Menü öffnen

Trends: Wie erkennt man früh, was bald wichtig wird?

Wie entstehen eigentlich Trends? Gabriela Kaiser ist seit mehr als 20 Trendexpertin. Im Gespräch mit ihr hatten wir einige Aha-Momente.

»Trends werden selten gemacht, sie werden aufgegriffen«, sagt Expertin Gabriela Kaiser. Die Beraterin schaut seit mehr als 20 Jahren für Unternehmen in die Gegenwart, um die Zukunft abzuleiten. Das funktioniert in der Mode herausragend gut. Aber auch bei Büros? Im Interview mit inperspective erklärt die Trendexpertin, was sie sich künftig vom Office-Design wünscht.

von Anne Ziegler

 

inperspective: Frau Kaiser, wenn ich unterwegs bin, wundere ich mich aktuell über die Mode der Gen Z. Das Gleiche habe ich früher auch getragen. Was bedeutet das?

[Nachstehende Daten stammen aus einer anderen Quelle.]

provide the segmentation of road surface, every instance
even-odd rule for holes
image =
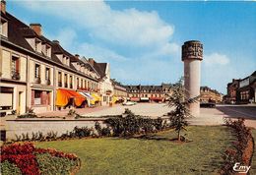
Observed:
[[[256,105],[217,105],[216,108],[227,117],[256,120]]]

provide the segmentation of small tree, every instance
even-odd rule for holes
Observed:
[[[194,98],[186,97],[186,89],[183,86],[183,78],[181,78],[172,87],[172,93],[168,95],[168,106],[174,107],[175,109],[169,112],[170,115],[170,126],[175,128],[178,134],[178,141],[180,141],[181,130],[186,130],[188,122],[186,118],[192,117],[188,105],[196,102],[199,96]]]

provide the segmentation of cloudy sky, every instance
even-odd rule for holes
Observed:
[[[8,1],[7,10],[69,52],[108,62],[125,85],[174,83],[181,45],[204,44],[201,86],[226,84],[256,70],[256,3],[168,1]]]

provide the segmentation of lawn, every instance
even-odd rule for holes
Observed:
[[[232,136],[224,126],[190,126],[185,133],[193,142],[166,140],[88,139],[37,143],[76,153],[82,159],[81,175],[93,174],[217,174],[222,152]],[[173,139],[173,131],[158,134]]]

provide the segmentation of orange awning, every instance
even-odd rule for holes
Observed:
[[[70,98],[74,98],[74,102],[76,106],[81,106],[83,101],[86,100],[86,98],[82,94],[74,90],[68,90],[62,88],[57,89],[57,96],[56,96],[57,106],[66,106]]]

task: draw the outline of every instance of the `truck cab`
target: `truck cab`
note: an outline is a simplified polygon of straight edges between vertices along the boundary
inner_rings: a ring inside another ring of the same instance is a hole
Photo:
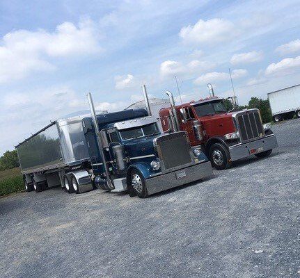
[[[169,92],[170,93],[170,92]],[[269,156],[277,147],[271,124],[262,124],[258,109],[226,111],[224,99],[200,99],[159,111],[164,132],[177,126],[189,134],[191,146],[200,147],[217,170],[250,155]]]
[[[92,179],[97,188],[145,197],[212,174],[210,161],[199,149],[192,151],[187,132],[161,134],[155,118],[136,117],[142,109],[132,111],[129,118],[124,117],[129,111],[97,116],[104,156],[93,118],[83,119]]]

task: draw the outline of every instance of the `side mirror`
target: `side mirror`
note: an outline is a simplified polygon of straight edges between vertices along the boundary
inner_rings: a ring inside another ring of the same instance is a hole
[[[109,147],[109,140],[107,139],[107,134],[106,130],[100,131],[100,139],[102,142],[103,147],[106,148]]]

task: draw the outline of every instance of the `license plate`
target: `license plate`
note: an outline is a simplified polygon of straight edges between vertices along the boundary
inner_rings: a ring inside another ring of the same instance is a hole
[[[263,147],[260,147],[257,148],[257,149],[251,149],[249,152],[250,152],[250,154],[257,154],[258,152],[262,152],[263,150],[264,150]]]
[[[184,177],[187,177],[185,171],[178,172],[176,173],[177,179],[183,179]]]

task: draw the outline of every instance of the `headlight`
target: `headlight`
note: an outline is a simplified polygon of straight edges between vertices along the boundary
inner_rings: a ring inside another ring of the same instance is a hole
[[[272,125],[271,125],[271,122],[268,122],[267,124],[265,124],[264,125],[263,125],[263,126],[264,126],[264,129],[265,130],[265,131],[267,131],[267,130],[269,130],[269,129],[271,129],[271,126]]]
[[[235,140],[239,138],[239,133],[237,132],[232,132],[232,133],[225,134],[224,138],[226,140]]]
[[[157,170],[160,168],[159,162],[157,161],[151,161],[150,166],[155,170]]]
[[[195,156],[199,156],[201,154],[201,149],[197,148],[194,150],[194,154]]]

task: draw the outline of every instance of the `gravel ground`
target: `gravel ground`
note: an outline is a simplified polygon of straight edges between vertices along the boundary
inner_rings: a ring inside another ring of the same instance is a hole
[[[145,199],[59,188],[0,199],[0,277],[300,277],[300,120],[279,147]]]

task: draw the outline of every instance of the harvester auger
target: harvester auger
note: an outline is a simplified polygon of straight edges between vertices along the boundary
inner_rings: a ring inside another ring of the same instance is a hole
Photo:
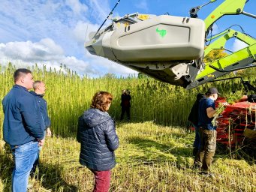
[[[255,19],[255,15],[243,10],[248,0],[225,0],[204,21],[197,18],[201,8],[215,1],[191,8],[191,17],[136,13],[111,19],[110,26],[101,29],[101,25],[97,32],[90,35],[85,46],[91,54],[187,89],[231,71],[256,66],[254,38],[232,29],[209,38],[213,23],[224,15],[244,14]],[[248,46],[211,63],[204,63],[205,55],[215,49],[212,44],[221,49],[223,41],[212,40],[221,38],[222,34],[229,38],[233,35],[232,38],[239,38]],[[205,49],[207,42],[212,43]]]

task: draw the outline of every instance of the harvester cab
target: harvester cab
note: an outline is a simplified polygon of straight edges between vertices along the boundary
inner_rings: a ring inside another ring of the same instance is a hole
[[[243,11],[248,0],[225,0],[204,21],[197,18],[201,8],[215,2],[191,8],[191,17],[135,13],[112,19],[110,26],[101,29],[104,22],[91,35],[85,46],[91,54],[187,89],[231,71],[256,66],[254,38],[230,28],[209,38],[213,23],[224,15],[256,18]],[[203,62],[210,51],[225,50],[225,42],[231,38],[244,41],[248,46],[216,61]],[[209,42],[206,48],[205,43]]]

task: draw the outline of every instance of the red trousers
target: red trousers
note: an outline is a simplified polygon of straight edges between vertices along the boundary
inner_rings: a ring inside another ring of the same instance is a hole
[[[93,172],[95,178],[95,184],[93,192],[108,192],[110,187],[110,170],[91,171]]]

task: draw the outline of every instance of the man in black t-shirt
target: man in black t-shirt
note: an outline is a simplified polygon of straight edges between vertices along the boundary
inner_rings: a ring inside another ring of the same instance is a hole
[[[122,106],[122,113],[120,120],[122,120],[125,116],[125,113],[127,114],[128,120],[130,120],[130,107],[131,103],[130,100],[131,97],[130,95],[130,92],[127,89],[122,90],[122,96],[121,96],[121,106]]]

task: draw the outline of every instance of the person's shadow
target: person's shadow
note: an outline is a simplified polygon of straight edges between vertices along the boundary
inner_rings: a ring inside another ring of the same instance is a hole
[[[11,174],[14,169],[12,154],[8,145],[5,146],[4,151],[0,148],[0,179],[2,180],[3,192],[11,191]],[[58,191],[62,188],[62,191],[78,191],[77,186],[67,183],[61,176],[62,167],[58,165],[41,163],[39,173],[36,173],[35,178],[39,179],[41,187],[51,191]],[[0,186],[1,188],[1,186]],[[38,191],[32,189],[30,191]]]

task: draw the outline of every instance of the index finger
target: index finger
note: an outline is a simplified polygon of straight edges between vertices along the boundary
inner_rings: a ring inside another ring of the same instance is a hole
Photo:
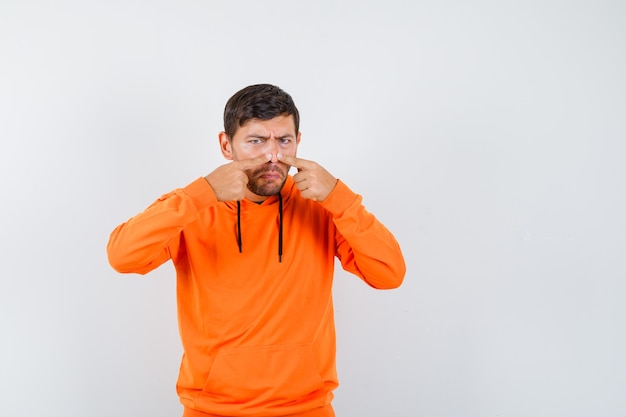
[[[307,161],[306,159],[296,158],[295,156],[283,155],[281,153],[276,155],[276,157],[281,162],[284,162],[287,165],[294,166],[294,167],[298,168],[299,170],[300,169],[308,169],[308,168],[311,167],[311,164],[313,163],[312,161]]]
[[[264,164],[271,159],[272,159],[272,154],[266,153],[265,155],[257,156],[256,158],[241,159],[239,161],[234,161],[233,163],[237,164],[237,168],[246,170],[246,169],[254,168],[255,166]]]

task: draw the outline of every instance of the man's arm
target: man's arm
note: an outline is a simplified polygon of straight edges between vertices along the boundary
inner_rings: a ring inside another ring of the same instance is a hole
[[[107,245],[109,263],[118,272],[146,274],[171,259],[176,237],[198,218],[198,212],[220,201],[243,199],[248,183],[245,171],[270,158],[262,155],[230,162],[165,194],[113,230]]]
[[[109,263],[123,273],[152,271],[171,258],[169,245],[185,225],[215,203],[217,198],[204,178],[163,195],[113,230],[107,245]]]
[[[302,197],[319,202],[332,214],[342,267],[374,288],[400,286],[406,273],[400,245],[365,209],[362,197],[313,161],[281,154],[278,159],[298,169],[293,178]]]

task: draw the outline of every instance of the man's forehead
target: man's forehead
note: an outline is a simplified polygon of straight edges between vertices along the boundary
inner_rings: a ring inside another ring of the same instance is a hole
[[[250,119],[239,130],[246,130],[246,135],[259,134],[269,136],[295,135],[296,126],[292,115],[281,115],[268,120]]]

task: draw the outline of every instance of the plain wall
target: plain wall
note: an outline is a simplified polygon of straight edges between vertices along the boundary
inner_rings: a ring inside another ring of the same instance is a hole
[[[338,417],[626,415],[625,4],[0,0],[0,415],[181,415],[173,267],[105,246],[259,82],[407,261],[337,273]]]

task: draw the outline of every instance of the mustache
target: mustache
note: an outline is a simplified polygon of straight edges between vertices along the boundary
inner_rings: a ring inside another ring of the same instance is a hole
[[[261,168],[257,168],[254,171],[252,171],[252,175],[267,174],[269,172],[276,172],[282,176],[285,175],[285,171],[279,165],[275,165],[275,164],[268,164],[268,165],[262,166]]]

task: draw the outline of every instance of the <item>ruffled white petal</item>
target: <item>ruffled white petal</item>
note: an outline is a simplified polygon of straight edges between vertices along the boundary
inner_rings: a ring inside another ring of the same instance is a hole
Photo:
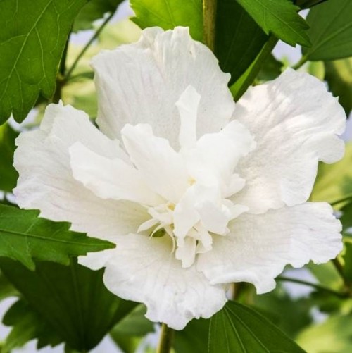
[[[229,123],[220,132],[206,134],[187,151],[189,173],[205,185],[214,182],[227,193],[234,169],[239,159],[256,147],[253,137],[238,121]]]
[[[130,234],[118,242],[106,264],[104,283],[121,298],[144,303],[152,321],[182,330],[193,318],[209,318],[225,304],[224,287],[209,284],[194,266],[182,268],[168,235]]]
[[[181,148],[189,149],[196,145],[198,106],[201,98],[193,86],[188,86],[175,103],[181,123],[179,135]]]
[[[239,173],[246,187],[236,200],[263,213],[306,202],[318,161],[340,159],[344,109],[315,78],[288,69],[274,81],[249,89],[234,116],[255,136],[257,147]]]
[[[249,282],[258,293],[275,287],[285,265],[326,262],[342,249],[341,223],[326,203],[244,213],[230,228],[225,237],[213,236],[213,249],[199,255],[197,268],[210,283]]]
[[[148,187],[138,171],[122,159],[99,155],[80,142],[69,151],[73,177],[96,196],[149,206],[165,202]]]
[[[229,121],[234,104],[227,88],[229,74],[188,28],[163,32],[148,28],[139,41],[105,51],[93,58],[99,98],[97,123],[118,137],[126,123],[150,124],[157,136],[180,147],[180,117],[175,103],[191,85],[201,96],[197,136],[219,131]]]
[[[150,125],[127,124],[121,131],[131,161],[149,187],[176,203],[189,186],[184,161],[169,142],[153,135]]]
[[[73,178],[69,148],[77,142],[106,158],[127,161],[118,142],[100,132],[84,112],[51,104],[40,129],[16,141],[14,165],[20,178],[14,194],[19,206],[39,209],[42,217],[71,222],[73,230],[103,239],[113,241],[117,234],[137,231],[149,218],[144,208],[102,199]]]

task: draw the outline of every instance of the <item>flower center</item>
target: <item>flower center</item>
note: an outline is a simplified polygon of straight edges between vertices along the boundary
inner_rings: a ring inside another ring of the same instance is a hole
[[[90,151],[77,142],[70,149],[74,178],[103,199],[139,204],[150,216],[138,228],[151,237],[168,235],[175,256],[191,266],[197,254],[212,249],[213,235],[226,235],[229,222],[247,207],[234,195],[245,180],[234,173],[240,158],[255,146],[239,123],[196,137],[201,97],[189,86],[176,102],[180,149],[153,135],[148,124],[127,124],[118,158]]]

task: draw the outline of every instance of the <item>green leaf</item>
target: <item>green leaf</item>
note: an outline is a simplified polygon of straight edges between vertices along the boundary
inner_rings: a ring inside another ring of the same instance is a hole
[[[6,311],[3,323],[13,328],[5,340],[1,353],[10,352],[34,338],[38,338],[38,349],[46,345],[54,347],[62,342],[50,325],[23,299],[15,302]]]
[[[146,307],[138,305],[110,331],[115,343],[124,353],[134,353],[143,336],[154,331],[154,325],[146,317]]]
[[[352,58],[325,61],[325,80],[348,116],[352,110]]]
[[[136,13],[133,20],[142,28],[188,26],[194,39],[203,40],[201,0],[132,0],[131,5]],[[231,74],[232,85],[256,58],[268,36],[234,0],[218,1],[216,13],[215,54],[221,69]]]
[[[18,136],[8,124],[0,126],[0,190],[11,192],[16,185],[18,174],[14,168],[15,140]]]
[[[72,261],[69,266],[38,262],[34,271],[18,261],[0,258],[0,268],[38,317],[47,323],[49,337],[87,352],[137,305],[111,293],[103,285],[103,270],[92,271]],[[41,345],[45,342],[41,335]]]
[[[176,353],[207,352],[210,322],[209,319],[194,319],[182,331],[175,331],[172,347]]]
[[[115,12],[123,0],[90,0],[75,19],[73,32],[93,28],[93,22]]]
[[[263,63],[256,78],[264,82],[275,80],[281,74],[282,66],[283,63],[270,54]]]
[[[334,164],[319,163],[310,200],[332,203],[352,194],[352,143],[346,144],[344,158]],[[345,202],[346,204],[346,202]],[[344,203],[334,206],[339,209]]]
[[[351,13],[351,0],[329,0],[312,8],[307,16],[312,45],[302,48],[304,56],[313,61],[352,56]]]
[[[15,297],[18,292],[0,272],[0,302],[8,297]]]
[[[38,214],[0,204],[0,256],[34,269],[33,258],[68,265],[70,256],[114,247],[108,242],[68,230],[66,222],[53,222]]]
[[[136,13],[132,20],[141,28],[189,27],[193,39],[203,40],[202,0],[131,0],[130,4]]]
[[[274,34],[290,45],[309,46],[307,23],[289,0],[237,0],[268,35]]]
[[[330,316],[320,324],[308,327],[297,342],[309,353],[352,352],[352,316]]]
[[[0,1],[0,124],[51,98],[75,16],[87,0]]]
[[[259,54],[253,61],[248,67],[247,70],[241,77],[230,87],[234,99],[237,101],[247,88],[253,84],[256,78],[259,74],[260,68],[265,64],[265,61],[270,59],[270,53],[276,45],[277,39],[274,36],[270,36],[268,41],[264,44]]]
[[[346,240],[344,242],[344,245],[345,252],[343,256],[344,261],[344,275],[347,283],[352,283],[352,242]]]
[[[294,3],[301,8],[309,8],[310,7],[319,5],[327,1],[327,0],[296,0]]]
[[[268,39],[234,0],[218,1],[215,54],[222,71],[231,74],[229,85],[250,66]]]
[[[293,299],[280,286],[270,293],[256,295],[253,303],[256,309],[264,311],[262,314],[289,337],[294,337],[312,322],[310,300]]]
[[[322,61],[310,61],[308,63],[308,72],[320,80],[320,81],[324,81],[324,78],[325,78],[325,67]]]
[[[352,227],[352,202],[349,202],[341,209],[342,216],[340,217],[344,230]],[[352,277],[351,277],[352,278]]]
[[[264,316],[244,305],[227,302],[210,319],[209,353],[303,352]]]

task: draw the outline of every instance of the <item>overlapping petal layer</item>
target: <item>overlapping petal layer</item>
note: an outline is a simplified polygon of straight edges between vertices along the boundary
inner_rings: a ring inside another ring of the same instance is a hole
[[[181,267],[168,237],[130,234],[118,242],[104,283],[122,298],[144,303],[152,321],[181,330],[193,318],[210,317],[226,302],[222,285],[210,285],[194,265]]]
[[[264,292],[286,264],[341,250],[332,209],[305,203],[318,161],[344,150],[344,115],[322,83],[288,70],[250,89],[232,115],[228,75],[180,27],[147,29],[93,66],[98,123],[113,140],[84,113],[49,106],[40,130],[18,140],[15,194],[118,244],[80,259],[106,268],[111,292],[180,329],[220,310],[227,283]]]
[[[307,201],[318,161],[333,163],[344,151],[337,135],[346,116],[325,85],[287,69],[274,81],[250,87],[234,116],[255,136],[256,149],[241,161],[246,187],[236,199],[260,213]]]
[[[147,28],[138,42],[102,51],[92,66],[99,97],[97,122],[112,137],[119,136],[125,124],[143,122],[177,147],[180,119],[175,104],[189,85],[201,97],[198,137],[219,131],[234,108],[227,89],[229,74],[221,71],[206,46],[192,40],[188,28]]]
[[[77,142],[105,158],[126,159],[113,141],[89,122],[88,116],[62,104],[49,105],[39,130],[21,134],[15,166],[20,178],[14,194],[19,206],[37,209],[71,228],[113,241],[116,234],[137,231],[148,218],[146,210],[127,201],[103,199],[73,175],[69,148]]]
[[[341,225],[326,203],[306,202],[260,215],[244,213],[199,255],[197,269],[211,283],[250,282],[258,293],[275,287],[287,264],[301,267],[334,259],[342,249]]]

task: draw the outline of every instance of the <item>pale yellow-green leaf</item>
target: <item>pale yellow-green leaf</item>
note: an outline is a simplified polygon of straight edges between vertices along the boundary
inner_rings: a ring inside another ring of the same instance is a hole
[[[346,145],[344,158],[333,164],[320,163],[311,201],[334,202],[352,194],[352,143]],[[337,209],[344,204],[337,204]]]

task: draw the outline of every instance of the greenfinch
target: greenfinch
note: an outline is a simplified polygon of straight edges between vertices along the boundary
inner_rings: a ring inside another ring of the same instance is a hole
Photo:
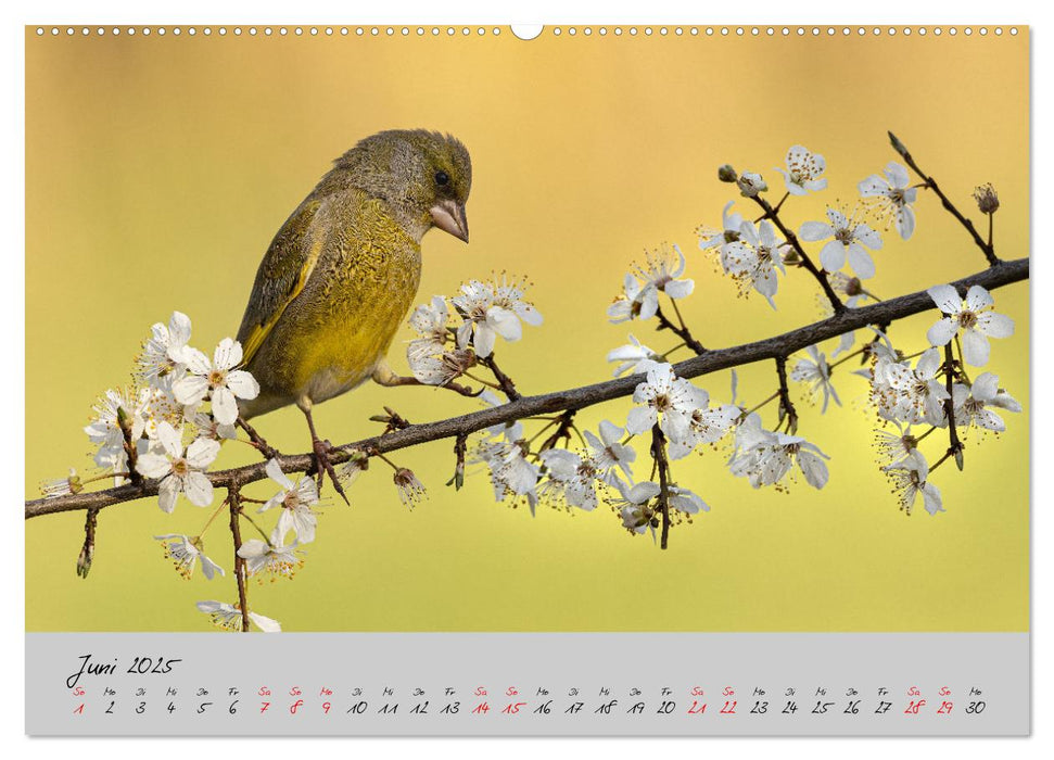
[[[396,375],[385,354],[417,296],[424,233],[439,227],[468,242],[471,185],[468,150],[449,135],[368,137],[333,162],[256,271],[238,340],[259,395],[241,403],[242,421],[296,404],[319,483],[325,471],[341,496],[312,409],[370,378],[416,383]]]

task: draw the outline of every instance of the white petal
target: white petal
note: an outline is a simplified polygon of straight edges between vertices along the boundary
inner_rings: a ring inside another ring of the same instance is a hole
[[[915,232],[915,210],[902,206],[897,214],[897,231],[903,240],[910,240]]]
[[[157,489],[157,506],[162,511],[172,514],[176,508],[176,497],[179,496],[180,481],[176,476],[168,476]]]
[[[187,474],[183,480],[183,492],[190,503],[195,506],[207,507],[213,503],[213,484],[201,472],[189,472]]]
[[[187,447],[187,464],[203,470],[219,456],[219,441],[211,438],[196,439]]]
[[[671,299],[684,299],[691,295],[695,287],[695,280],[671,280],[662,288],[662,292]]]
[[[1009,338],[1014,334],[1014,320],[1005,314],[982,312],[977,315],[977,330],[989,338]]]
[[[173,384],[172,393],[180,404],[198,404],[208,393],[208,380],[201,375],[188,375]]]
[[[635,406],[626,416],[626,430],[634,435],[647,432],[656,423],[658,415],[651,406]]]
[[[256,612],[250,612],[249,619],[264,633],[281,633],[282,626],[277,620],[271,620],[263,615],[257,615]]]
[[[944,314],[958,314],[963,308],[963,301],[958,291],[951,286],[934,286],[926,291],[934,303]]]
[[[227,371],[241,364],[242,344],[232,338],[225,338],[213,352],[213,367],[219,371]]]
[[[807,221],[798,230],[798,237],[802,240],[814,243],[818,240],[826,240],[835,233],[830,225],[825,225],[823,221]]]
[[[882,237],[871,227],[861,221],[853,230],[853,237],[872,251],[877,251],[882,246]]]
[[[849,266],[856,273],[856,277],[862,280],[871,279],[875,276],[875,262],[871,254],[860,243],[849,244]]]
[[[238,402],[234,394],[226,388],[213,391],[213,417],[220,425],[233,425],[238,419]]]
[[[992,294],[980,286],[970,286],[966,291],[966,308],[970,312],[980,312],[995,304]]]
[[[841,241],[829,241],[820,252],[820,263],[827,271],[838,271],[846,265],[846,246]]]
[[[239,398],[250,400],[259,395],[259,383],[256,382],[256,378],[244,369],[236,369],[232,372],[228,372],[225,384]]]
[[[970,393],[978,401],[988,403],[999,393],[999,376],[991,372],[981,372],[974,379]]]
[[[212,363],[208,357],[198,351],[198,349],[187,347],[183,350],[183,362],[187,368],[194,375],[208,375],[213,371]]]
[[[966,364],[983,367],[988,364],[990,351],[988,339],[977,330],[966,330],[963,333],[963,358]]]
[[[475,325],[475,337],[472,339],[475,345],[475,353],[478,356],[486,358],[494,352],[494,341],[497,340],[497,333],[488,325],[477,324]]]
[[[956,332],[958,332],[958,324],[944,317],[926,331],[926,339],[930,345],[947,345]]]

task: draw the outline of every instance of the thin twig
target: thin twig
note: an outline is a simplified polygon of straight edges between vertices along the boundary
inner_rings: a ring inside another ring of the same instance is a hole
[[[955,355],[952,353],[952,342],[944,344],[944,387],[948,398],[944,400],[944,416],[948,418],[948,453],[955,457],[955,466],[963,469],[963,443],[955,430],[955,398],[952,390],[955,387]]]
[[[937,180],[930,177],[928,174],[926,174],[918,167],[918,164],[915,163],[915,160],[912,157],[911,152],[904,147],[904,143],[902,143],[900,140],[897,139],[897,136],[893,135],[892,132],[889,132],[889,141],[892,143],[893,150],[900,153],[900,157],[904,160],[904,163],[911,166],[912,170],[922,178],[926,187],[932,190],[934,194],[940,199],[940,202],[944,206],[945,211],[948,211],[952,216],[958,219],[958,224],[961,224],[966,229],[966,231],[969,232],[969,236],[974,239],[974,242],[977,243],[977,248],[981,250],[981,253],[985,254],[985,258],[988,259],[988,265],[999,266],[1000,259],[995,255],[995,249],[992,245],[991,238],[989,238],[989,241],[987,243],[985,242],[981,236],[977,233],[977,229],[974,227],[974,223],[967,219],[965,216],[963,216],[963,214],[958,211],[958,208],[955,207],[955,204],[953,204],[948,199],[948,195],[945,195],[943,191],[940,189],[940,187],[937,185]],[[991,217],[989,217],[989,221],[991,221]],[[991,229],[989,229],[989,235],[991,235]]]
[[[659,548],[670,543],[670,463],[666,460],[666,436],[656,422],[651,427],[651,458],[659,470],[659,511],[662,512],[662,534]]]
[[[1026,280],[1028,276],[1029,259],[1019,258],[1002,262],[999,266],[990,267],[951,284],[965,297],[970,286],[979,284],[987,290],[994,290],[1012,282]],[[711,350],[702,356],[695,356],[674,365],[674,371],[677,377],[691,379],[731,367],[775,359],[777,356],[788,356],[813,343],[835,338],[850,330],[859,330],[868,325],[888,326],[898,319],[932,308],[932,300],[923,290],[871,306],[845,309],[827,319],[754,343]],[[633,375],[593,385],[556,391],[538,396],[525,396],[508,404],[435,422],[411,425],[405,430],[338,446],[330,454],[330,457],[332,463],[336,465],[351,459],[355,456],[355,452],[393,452],[429,441],[469,435],[495,425],[536,415],[584,409],[612,398],[631,395],[642,379],[643,376]],[[283,472],[305,472],[314,466],[314,463],[315,458],[312,454],[287,455],[279,458]],[[236,469],[209,472],[207,477],[215,487],[227,487],[236,481],[244,485],[267,478],[265,466],[265,463],[256,463]],[[157,481],[148,480],[142,485],[125,484],[105,491],[82,492],[55,498],[38,498],[25,503],[25,517],[29,519],[41,515],[91,507],[103,508],[156,494]]]
[[[516,390],[516,383],[512,382],[512,378],[501,371],[497,363],[494,360],[494,354],[490,356],[483,356],[477,359],[480,364],[491,370],[494,375],[494,379],[498,381],[498,385],[501,388],[501,393],[508,396],[509,401],[519,401],[523,395]]]
[[[242,633],[249,632],[249,595],[245,592],[245,560],[238,550],[242,547],[242,531],[238,522],[241,514],[239,486],[232,483],[228,486],[227,501],[230,503],[230,534],[234,540],[234,578],[238,579],[238,605],[242,613]]]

Gabriela Kaiser: Viele Trends sind Zyklen unterworfen und kehren wieder - allerdings meist nicht zu hundert Prozent. Wir haben dann das Gefühl, diese Dinge schon zu kennen.

inperspective: Wie entstehen Trends?

Gabriela Kaiser: Viele Menschen sehnen sich nach Abwechslung. Haben wir über einen langen Zeitraum viele Muster gesehen, kommt danach sicherlich eine Phase mit vielen Unis – also einfarbigen Stoffe. In den vergangenen Jahren waren beispielsweise warme Metalle wie Kupfer und Messing angesagt. Jetzt bewegen wir uns wieder in Richtung Silber oder Chrom, also kalte Metalle.

Jetzt inperspective snacks kostenlos abonnieren

inperspective: Sie haben seit mehr als 20 Jahren eine Trendagentur, mit der Sie Kunden aus Industrie und Handel beraten. Da sieht man viele Trends kommen und gehen. Hat sich das Tempo verändert? Und wie entscheiden Sie, welcher sich durchsetzen wird?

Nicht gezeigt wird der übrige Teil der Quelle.